For the first time, my 13-year-old daughter left our rented condo on her own to meet a friend on the mountain. Happy, confident, excited to see her BFF. The truth is that she was ready long before this to make the 10-minute journey solo, but I had still been going along pretending to be needed. Leaving the building, getting on the gondola, getting her skis from the locker. Ok, so maybe it has been quite a while since she needed me, but in my head, it sounded a lot scarier.
As she left, she grabbed a piece of fruit with one hand and hugged me with the other. It was somehow symbolic. She was getting on with it. She loves me, but she’s got this. And this started me thinking.
Each time we face a threshold where we are moving from one phase of our life to another, we must either learn to let go of what we are leaving behind and accept what lies ahead or possibly face some form of maladjustment that can manifest in so many ways. Anger, resentment, frustration, depression, and feelings of betrayal are all common manifestations of ruminating over the past. We create a thought and behavior loop without even knowing it. This can be due to many different causes, but it is often because we are caught off guard. We know our kids will move out someday (at least that is the plan), but when the reality hits, the blow can be a whopper.
This can have a significant effect on one’s health. All transitions can cause us to re-examine our identity. And for many of us, as our children grow up, we are facing the dreaded and much discussed Empty Nest Syndrome (ENS). So many residents of our town have high school aged children; all of us navigating the path ahead like a runway which ends in our young adults taking flight.
Letting go seems to be a big player in the successful navigation of ENS. For me, it means letting go of control, fear, and anxiety. My son is about to get his driver’s license and therefore will no longer need me as a complimentary (and much more punctual, might I add) Uber driver.
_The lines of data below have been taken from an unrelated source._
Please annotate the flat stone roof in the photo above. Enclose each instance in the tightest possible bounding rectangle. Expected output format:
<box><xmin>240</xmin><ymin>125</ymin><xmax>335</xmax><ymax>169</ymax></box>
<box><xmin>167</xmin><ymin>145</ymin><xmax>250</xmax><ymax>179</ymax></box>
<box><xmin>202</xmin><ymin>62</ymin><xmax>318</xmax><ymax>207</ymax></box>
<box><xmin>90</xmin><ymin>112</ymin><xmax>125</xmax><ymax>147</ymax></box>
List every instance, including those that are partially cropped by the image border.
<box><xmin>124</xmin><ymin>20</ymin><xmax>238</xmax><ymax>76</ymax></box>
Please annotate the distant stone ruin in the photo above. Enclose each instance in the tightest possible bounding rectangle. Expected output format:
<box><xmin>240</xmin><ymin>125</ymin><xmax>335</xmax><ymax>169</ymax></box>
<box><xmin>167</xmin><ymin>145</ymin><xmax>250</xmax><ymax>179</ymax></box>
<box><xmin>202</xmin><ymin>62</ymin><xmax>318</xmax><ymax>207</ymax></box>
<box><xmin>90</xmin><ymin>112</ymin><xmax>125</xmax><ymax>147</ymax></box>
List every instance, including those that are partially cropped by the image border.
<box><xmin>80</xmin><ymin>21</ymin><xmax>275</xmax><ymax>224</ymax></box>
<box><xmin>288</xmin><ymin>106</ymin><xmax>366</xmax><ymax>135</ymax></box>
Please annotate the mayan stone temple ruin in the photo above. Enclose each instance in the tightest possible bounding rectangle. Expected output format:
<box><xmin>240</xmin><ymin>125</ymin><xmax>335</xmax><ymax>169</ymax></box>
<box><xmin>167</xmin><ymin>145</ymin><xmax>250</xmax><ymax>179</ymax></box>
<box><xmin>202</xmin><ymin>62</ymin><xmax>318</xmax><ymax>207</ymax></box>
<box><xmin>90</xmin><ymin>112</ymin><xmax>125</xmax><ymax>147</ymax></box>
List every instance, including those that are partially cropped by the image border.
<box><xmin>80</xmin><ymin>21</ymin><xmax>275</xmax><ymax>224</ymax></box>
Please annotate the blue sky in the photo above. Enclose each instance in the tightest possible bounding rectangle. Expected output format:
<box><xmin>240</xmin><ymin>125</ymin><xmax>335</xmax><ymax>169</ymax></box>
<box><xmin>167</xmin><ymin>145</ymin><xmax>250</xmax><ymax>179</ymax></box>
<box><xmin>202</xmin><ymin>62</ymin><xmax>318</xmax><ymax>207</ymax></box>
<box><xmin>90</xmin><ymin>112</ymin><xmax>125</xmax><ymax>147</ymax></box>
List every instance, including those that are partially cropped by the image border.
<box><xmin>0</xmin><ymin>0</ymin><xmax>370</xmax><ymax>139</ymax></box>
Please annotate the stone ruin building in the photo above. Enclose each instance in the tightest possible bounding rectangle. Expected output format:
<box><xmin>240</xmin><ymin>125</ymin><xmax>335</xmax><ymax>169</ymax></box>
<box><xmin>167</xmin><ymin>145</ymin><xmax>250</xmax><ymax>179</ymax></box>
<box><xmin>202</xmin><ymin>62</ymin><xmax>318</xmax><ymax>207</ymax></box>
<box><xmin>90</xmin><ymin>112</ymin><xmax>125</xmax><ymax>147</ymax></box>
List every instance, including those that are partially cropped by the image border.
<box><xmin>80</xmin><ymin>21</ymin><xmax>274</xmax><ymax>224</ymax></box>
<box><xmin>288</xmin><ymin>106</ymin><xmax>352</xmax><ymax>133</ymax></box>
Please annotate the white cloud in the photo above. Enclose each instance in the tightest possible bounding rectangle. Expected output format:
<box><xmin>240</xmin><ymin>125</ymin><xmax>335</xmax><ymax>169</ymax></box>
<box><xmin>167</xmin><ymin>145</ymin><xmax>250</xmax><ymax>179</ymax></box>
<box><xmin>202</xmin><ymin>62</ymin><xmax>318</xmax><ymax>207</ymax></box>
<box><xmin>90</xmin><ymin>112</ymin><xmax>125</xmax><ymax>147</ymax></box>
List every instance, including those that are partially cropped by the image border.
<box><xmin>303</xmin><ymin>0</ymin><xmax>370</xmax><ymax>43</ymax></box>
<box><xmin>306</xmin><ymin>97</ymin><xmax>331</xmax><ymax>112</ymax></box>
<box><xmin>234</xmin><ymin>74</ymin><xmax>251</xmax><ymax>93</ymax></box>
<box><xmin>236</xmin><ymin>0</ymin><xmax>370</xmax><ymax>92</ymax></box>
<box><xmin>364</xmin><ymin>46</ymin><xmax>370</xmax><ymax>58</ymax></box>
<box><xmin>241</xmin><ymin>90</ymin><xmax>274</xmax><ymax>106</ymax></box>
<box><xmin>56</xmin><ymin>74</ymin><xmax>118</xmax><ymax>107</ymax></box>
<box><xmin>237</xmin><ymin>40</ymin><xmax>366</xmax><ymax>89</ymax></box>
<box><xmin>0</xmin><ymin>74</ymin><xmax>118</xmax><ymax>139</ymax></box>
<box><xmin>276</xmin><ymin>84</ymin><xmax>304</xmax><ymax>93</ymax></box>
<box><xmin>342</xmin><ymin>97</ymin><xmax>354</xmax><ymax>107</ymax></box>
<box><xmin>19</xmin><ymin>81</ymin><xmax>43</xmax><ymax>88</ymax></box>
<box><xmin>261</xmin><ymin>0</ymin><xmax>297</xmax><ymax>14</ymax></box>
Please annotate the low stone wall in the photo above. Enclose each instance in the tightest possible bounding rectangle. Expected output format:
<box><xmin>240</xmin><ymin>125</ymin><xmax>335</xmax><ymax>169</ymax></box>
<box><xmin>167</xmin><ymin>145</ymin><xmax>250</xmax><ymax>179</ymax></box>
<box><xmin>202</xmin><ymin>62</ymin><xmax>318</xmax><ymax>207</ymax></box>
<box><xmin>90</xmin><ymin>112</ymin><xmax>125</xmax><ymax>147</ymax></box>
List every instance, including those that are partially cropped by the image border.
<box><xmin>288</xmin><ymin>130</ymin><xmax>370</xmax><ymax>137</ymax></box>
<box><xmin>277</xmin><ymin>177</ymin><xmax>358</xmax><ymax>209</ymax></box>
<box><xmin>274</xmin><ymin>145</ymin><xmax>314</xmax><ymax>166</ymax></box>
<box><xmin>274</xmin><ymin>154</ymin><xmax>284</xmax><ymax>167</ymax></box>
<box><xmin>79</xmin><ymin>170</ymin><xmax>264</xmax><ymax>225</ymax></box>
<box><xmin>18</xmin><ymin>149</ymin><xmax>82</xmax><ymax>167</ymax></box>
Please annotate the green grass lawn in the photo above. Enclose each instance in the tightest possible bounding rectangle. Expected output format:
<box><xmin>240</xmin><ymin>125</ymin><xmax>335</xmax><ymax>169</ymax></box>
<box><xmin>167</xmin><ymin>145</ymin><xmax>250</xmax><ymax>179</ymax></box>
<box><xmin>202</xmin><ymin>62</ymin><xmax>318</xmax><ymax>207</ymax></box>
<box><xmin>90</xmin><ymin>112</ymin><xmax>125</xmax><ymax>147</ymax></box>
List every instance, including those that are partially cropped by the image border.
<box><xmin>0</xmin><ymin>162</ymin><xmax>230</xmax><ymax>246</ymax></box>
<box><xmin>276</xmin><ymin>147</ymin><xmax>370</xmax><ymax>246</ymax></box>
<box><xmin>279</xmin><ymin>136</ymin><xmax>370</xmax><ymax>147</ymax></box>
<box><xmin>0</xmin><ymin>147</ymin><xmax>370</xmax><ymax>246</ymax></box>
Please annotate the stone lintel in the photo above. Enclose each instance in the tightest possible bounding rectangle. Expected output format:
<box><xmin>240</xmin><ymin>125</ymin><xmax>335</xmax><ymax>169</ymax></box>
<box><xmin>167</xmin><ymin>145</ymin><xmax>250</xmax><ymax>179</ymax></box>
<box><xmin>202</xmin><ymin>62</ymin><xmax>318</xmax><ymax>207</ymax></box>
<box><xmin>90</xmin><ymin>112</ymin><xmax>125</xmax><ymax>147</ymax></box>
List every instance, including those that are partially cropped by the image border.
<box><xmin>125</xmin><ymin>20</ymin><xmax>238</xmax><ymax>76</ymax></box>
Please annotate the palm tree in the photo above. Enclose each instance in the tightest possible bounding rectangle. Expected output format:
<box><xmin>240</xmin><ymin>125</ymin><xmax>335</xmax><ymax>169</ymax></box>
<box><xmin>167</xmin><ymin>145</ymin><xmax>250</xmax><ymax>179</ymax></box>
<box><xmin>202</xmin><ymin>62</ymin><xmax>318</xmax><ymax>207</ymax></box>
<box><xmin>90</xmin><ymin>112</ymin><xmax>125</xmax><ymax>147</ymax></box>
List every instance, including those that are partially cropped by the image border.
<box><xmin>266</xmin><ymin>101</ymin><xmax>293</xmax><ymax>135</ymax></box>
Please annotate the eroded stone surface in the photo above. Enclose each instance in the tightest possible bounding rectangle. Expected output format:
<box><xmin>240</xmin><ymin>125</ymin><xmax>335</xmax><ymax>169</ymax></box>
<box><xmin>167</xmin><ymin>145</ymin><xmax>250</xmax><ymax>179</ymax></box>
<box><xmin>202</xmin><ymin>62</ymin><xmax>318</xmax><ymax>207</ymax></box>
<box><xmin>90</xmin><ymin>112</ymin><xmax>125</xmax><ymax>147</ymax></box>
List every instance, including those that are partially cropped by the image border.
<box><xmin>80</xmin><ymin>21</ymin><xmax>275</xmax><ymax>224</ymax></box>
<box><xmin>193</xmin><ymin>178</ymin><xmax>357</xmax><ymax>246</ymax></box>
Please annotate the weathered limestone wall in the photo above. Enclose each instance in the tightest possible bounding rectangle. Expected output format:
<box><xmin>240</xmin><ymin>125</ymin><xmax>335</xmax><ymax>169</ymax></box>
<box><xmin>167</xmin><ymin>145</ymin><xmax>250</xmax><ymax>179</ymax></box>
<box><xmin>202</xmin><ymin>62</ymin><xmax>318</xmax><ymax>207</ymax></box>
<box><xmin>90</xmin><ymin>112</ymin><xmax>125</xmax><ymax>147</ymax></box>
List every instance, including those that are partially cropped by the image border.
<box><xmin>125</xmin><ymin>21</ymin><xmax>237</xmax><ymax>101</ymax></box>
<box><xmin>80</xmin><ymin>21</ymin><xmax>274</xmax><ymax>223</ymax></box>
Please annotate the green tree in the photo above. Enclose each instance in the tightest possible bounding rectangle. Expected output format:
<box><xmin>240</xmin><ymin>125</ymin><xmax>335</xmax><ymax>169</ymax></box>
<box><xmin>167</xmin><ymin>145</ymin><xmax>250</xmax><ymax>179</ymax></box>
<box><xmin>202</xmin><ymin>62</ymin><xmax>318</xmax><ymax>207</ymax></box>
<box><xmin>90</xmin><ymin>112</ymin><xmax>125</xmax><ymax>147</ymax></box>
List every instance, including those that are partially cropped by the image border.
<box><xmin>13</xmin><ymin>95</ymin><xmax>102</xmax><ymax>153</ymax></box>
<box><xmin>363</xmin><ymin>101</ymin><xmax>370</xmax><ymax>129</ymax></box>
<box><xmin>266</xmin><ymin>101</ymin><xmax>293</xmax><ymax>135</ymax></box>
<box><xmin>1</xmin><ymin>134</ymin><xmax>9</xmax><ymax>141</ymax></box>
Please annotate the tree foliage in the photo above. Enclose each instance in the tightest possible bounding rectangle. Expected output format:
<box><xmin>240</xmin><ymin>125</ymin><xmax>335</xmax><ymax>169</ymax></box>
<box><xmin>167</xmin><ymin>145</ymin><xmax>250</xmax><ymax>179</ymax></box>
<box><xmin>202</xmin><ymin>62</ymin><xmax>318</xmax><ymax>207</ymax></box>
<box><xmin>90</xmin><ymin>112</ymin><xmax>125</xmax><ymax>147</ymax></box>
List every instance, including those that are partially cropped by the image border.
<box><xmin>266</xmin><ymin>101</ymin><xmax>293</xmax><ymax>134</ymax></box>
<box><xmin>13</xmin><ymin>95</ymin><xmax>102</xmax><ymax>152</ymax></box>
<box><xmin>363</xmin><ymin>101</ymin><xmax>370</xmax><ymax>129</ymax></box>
Soon, he will be off to college, and not only will I not have any say in what he does day-to-day, but I won’t have the minute-to-minute knowledge of where he is (assuming I relinquish the various tracking apps our family uses). Worry is always the undercurrent. Will they be okay? Are they safe? Who are they with? We have to hope that we laid a solid enough foundation for them to make the right choices. We hope that they will turn to us when in need. We hope they will make sound decisions. And the frightening truth is, we just don’t know.
Each transition will have its own language. Nobody can blink and suddenly be at peace with where they are. But giving yourself the grace to experience the loss of that part of your life while looking toward the future seems to be a solid place to start.
As a first step, I am not meeting my almost 14-year-old daughter on the mountain today. And I promise to only track her once on her way back. What? It’s a start.